Greetings From the Land of the Make-Believe Species
Postcards provided proof of lake serpents, jackalopes and assorted curious monsters
- By Peter A. Smith
- Smithsonian.com, March 29, 2012
The postcard once provided a fast, reliable means of communication. The images on the cards carried strong implications of objectivity, underscored by concise captioning. Among these postcards emerges a unique flowering of the beastly taxonomic tree: dozens of distinctive, little-known species spotted by solitary farmers, hunters and fishermen, lurking all across the country, creatures that came alive through hyperbole, exaggeration and the perceived authenticity of postcards.
(Courtesy of Loren Coleman, International Cryptozoology Museum)

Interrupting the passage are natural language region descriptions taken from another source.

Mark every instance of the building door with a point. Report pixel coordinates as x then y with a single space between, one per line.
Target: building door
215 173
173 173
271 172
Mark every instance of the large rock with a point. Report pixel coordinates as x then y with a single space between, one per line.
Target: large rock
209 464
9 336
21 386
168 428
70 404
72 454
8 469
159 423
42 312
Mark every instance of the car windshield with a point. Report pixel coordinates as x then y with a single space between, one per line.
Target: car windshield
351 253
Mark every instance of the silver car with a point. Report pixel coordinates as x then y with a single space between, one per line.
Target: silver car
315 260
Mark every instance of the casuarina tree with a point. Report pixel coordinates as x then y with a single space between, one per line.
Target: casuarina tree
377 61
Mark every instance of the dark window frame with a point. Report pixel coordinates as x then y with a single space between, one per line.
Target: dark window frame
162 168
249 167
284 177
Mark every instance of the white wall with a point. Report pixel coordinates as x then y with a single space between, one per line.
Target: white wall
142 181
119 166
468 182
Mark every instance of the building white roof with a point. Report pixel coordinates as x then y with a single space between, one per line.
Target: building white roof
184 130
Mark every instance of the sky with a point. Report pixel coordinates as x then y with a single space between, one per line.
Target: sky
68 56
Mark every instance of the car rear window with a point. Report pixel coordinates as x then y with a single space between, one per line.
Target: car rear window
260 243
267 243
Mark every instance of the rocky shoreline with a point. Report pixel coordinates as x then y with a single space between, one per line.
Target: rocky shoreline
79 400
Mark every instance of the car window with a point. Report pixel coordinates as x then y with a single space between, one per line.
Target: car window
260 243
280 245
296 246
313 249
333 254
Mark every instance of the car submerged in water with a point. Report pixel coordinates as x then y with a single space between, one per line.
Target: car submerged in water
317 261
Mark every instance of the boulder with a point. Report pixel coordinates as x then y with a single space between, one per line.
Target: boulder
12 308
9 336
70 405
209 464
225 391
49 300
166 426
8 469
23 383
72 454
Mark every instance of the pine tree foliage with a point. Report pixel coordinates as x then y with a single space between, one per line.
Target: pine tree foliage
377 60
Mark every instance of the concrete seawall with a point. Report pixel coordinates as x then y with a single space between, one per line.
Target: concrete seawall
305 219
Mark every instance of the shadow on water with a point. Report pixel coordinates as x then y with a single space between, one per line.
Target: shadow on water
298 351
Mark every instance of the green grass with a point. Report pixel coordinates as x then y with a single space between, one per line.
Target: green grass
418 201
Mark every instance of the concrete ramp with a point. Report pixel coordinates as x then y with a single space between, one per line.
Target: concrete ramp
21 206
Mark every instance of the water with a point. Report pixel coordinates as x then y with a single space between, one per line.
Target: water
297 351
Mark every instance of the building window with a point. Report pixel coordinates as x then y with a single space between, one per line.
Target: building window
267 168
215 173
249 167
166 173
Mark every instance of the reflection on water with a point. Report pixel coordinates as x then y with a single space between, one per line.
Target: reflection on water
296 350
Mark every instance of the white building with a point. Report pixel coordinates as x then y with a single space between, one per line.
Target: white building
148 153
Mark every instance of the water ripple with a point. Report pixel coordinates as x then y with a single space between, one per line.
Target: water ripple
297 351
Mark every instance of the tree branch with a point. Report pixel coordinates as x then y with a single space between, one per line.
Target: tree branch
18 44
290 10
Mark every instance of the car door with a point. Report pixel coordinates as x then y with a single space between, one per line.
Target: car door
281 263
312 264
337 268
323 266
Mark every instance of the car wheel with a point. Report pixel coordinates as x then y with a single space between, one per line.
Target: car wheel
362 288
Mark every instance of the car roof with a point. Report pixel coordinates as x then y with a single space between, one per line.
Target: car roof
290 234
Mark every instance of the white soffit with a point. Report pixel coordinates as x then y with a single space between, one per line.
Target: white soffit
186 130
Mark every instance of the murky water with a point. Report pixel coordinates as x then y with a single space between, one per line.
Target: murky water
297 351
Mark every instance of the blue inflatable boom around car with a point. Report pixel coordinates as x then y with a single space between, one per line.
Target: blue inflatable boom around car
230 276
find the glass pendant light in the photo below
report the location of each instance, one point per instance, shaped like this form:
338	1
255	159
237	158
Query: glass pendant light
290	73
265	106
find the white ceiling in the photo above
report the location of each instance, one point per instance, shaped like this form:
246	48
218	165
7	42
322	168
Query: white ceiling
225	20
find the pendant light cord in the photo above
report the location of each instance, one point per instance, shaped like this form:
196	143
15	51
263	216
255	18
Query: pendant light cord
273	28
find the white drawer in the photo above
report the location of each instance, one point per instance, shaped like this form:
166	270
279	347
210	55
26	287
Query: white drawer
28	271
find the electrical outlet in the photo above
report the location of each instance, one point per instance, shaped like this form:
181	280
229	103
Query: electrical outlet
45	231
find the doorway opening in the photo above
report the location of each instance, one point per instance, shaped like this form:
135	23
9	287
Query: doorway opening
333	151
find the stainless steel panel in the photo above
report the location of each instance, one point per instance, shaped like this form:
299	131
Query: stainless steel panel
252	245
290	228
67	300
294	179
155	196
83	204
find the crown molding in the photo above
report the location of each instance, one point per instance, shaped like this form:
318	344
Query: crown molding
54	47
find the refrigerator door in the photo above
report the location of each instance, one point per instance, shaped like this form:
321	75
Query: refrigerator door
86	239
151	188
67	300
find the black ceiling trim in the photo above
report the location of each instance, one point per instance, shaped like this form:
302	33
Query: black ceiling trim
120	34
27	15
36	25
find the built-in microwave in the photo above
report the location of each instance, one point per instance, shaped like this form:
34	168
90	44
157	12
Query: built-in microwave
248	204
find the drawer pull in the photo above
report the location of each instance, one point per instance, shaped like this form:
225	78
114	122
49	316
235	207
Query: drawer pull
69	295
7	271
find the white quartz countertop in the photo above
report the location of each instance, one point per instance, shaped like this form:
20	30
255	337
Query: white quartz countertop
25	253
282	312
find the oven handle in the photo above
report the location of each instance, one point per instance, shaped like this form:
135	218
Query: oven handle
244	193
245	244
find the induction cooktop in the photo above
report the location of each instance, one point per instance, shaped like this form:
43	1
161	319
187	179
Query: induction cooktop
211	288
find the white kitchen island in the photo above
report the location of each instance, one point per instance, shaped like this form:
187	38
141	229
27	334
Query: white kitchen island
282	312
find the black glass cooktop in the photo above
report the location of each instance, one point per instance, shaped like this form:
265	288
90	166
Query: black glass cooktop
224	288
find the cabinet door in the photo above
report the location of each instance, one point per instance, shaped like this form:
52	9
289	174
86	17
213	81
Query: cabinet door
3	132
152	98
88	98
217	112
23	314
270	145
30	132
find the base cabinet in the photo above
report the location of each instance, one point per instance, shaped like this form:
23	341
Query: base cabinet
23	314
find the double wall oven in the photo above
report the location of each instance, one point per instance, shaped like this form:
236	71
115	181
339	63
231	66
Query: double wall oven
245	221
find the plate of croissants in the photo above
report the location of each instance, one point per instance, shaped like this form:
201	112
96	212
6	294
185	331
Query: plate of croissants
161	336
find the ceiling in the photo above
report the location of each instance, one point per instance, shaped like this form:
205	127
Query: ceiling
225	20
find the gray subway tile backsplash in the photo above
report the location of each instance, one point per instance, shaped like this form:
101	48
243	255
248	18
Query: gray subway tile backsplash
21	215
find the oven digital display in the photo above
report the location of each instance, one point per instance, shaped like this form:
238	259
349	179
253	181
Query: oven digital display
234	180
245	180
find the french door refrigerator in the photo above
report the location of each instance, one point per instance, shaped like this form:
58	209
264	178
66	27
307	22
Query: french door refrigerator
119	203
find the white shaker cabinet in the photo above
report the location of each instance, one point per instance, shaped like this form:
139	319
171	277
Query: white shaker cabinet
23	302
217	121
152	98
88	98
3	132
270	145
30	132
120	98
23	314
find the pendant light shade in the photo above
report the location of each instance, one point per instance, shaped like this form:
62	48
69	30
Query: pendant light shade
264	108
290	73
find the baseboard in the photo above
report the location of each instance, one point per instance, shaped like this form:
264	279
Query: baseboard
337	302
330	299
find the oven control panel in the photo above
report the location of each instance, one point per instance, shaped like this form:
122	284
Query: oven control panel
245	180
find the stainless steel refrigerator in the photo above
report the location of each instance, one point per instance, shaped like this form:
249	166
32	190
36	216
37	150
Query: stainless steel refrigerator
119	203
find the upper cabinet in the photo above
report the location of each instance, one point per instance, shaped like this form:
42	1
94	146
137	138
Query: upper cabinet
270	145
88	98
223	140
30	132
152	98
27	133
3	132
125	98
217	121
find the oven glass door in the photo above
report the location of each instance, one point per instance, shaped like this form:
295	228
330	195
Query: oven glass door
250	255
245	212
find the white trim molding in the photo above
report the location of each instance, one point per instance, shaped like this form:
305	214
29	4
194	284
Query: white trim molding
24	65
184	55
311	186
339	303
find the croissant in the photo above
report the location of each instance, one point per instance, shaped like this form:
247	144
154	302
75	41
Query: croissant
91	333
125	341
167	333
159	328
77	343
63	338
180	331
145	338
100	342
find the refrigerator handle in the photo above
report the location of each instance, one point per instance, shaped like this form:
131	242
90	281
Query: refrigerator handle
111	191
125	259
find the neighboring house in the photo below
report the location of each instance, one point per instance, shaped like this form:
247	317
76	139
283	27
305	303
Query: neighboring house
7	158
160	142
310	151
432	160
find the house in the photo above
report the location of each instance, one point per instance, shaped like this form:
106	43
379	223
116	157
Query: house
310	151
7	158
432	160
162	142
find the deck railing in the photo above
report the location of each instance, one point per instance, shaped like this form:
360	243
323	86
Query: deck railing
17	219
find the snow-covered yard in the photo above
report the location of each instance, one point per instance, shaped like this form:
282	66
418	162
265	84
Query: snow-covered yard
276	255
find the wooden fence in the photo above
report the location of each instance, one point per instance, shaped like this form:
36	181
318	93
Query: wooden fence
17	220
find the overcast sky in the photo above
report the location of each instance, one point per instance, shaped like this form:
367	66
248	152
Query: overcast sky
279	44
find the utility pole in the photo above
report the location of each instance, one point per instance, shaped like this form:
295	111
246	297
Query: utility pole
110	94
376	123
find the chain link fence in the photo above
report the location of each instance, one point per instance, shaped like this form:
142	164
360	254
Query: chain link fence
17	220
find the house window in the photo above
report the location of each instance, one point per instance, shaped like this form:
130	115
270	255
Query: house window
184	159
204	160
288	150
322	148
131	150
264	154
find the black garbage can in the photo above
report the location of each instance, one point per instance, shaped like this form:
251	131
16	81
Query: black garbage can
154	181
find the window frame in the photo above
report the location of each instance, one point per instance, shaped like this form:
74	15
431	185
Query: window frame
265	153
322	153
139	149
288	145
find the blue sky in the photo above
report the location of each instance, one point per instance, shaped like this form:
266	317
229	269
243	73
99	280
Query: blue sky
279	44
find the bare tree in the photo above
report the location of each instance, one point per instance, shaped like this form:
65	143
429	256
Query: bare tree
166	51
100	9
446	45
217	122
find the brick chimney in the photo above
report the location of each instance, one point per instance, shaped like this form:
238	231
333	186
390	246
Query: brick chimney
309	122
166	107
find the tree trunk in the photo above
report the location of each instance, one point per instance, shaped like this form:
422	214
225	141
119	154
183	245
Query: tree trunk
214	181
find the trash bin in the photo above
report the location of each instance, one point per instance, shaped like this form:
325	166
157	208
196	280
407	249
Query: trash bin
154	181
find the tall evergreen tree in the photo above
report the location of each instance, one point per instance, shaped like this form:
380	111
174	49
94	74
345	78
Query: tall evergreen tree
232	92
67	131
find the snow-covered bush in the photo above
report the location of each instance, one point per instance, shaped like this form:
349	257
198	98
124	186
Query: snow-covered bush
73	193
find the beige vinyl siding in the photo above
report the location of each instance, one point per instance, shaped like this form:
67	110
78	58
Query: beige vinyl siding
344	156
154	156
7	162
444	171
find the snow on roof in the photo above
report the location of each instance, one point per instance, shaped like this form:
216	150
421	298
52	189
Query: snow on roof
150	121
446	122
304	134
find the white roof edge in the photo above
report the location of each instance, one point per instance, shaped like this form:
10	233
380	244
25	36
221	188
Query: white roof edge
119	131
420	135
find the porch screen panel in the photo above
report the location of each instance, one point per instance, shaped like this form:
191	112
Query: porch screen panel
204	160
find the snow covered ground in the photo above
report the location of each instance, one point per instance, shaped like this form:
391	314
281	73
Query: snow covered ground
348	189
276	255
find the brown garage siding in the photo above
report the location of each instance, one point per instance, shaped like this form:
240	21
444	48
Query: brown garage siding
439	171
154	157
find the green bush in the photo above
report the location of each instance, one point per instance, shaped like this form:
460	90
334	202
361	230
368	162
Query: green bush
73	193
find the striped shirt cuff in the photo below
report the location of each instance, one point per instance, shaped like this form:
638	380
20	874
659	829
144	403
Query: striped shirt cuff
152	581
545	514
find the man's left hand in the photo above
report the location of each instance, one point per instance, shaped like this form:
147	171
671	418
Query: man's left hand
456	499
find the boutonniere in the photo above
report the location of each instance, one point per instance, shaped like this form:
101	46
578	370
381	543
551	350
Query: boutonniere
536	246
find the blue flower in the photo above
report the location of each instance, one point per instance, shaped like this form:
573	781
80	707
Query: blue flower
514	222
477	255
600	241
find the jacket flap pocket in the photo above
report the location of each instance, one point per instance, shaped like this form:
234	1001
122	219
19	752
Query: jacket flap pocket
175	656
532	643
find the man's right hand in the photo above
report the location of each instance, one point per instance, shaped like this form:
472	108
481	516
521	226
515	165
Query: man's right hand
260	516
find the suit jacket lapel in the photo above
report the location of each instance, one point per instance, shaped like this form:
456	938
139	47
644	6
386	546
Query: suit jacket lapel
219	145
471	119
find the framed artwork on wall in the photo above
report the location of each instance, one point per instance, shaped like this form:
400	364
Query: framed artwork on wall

The geographic range of fish sprouting fur tends towards areas of North America distinguished by long winters and frozen freshwater lakes. In 1929, Montana’s J. H. Hinken reported catching one. He said, “The change of temperature from this water to atmosphere is so great that the fish explodes upon being taken from the water.” Why exactly herring, trout and even salmon grow fur instead of scales has had many possible explanations over the years: the accidental release of hair tonic by an enterprising traveling salesman in Colorado, an evolutionary adaptation to tolerate exceptionally cold weather, or a badly translated letter from Scandinavia. This species from 1939, wasn’t a product of tall tales or a crafty taxidermy studio, but was a unique ichthyologic cross from E. C. Kropp’s photography studio in Milwaukee.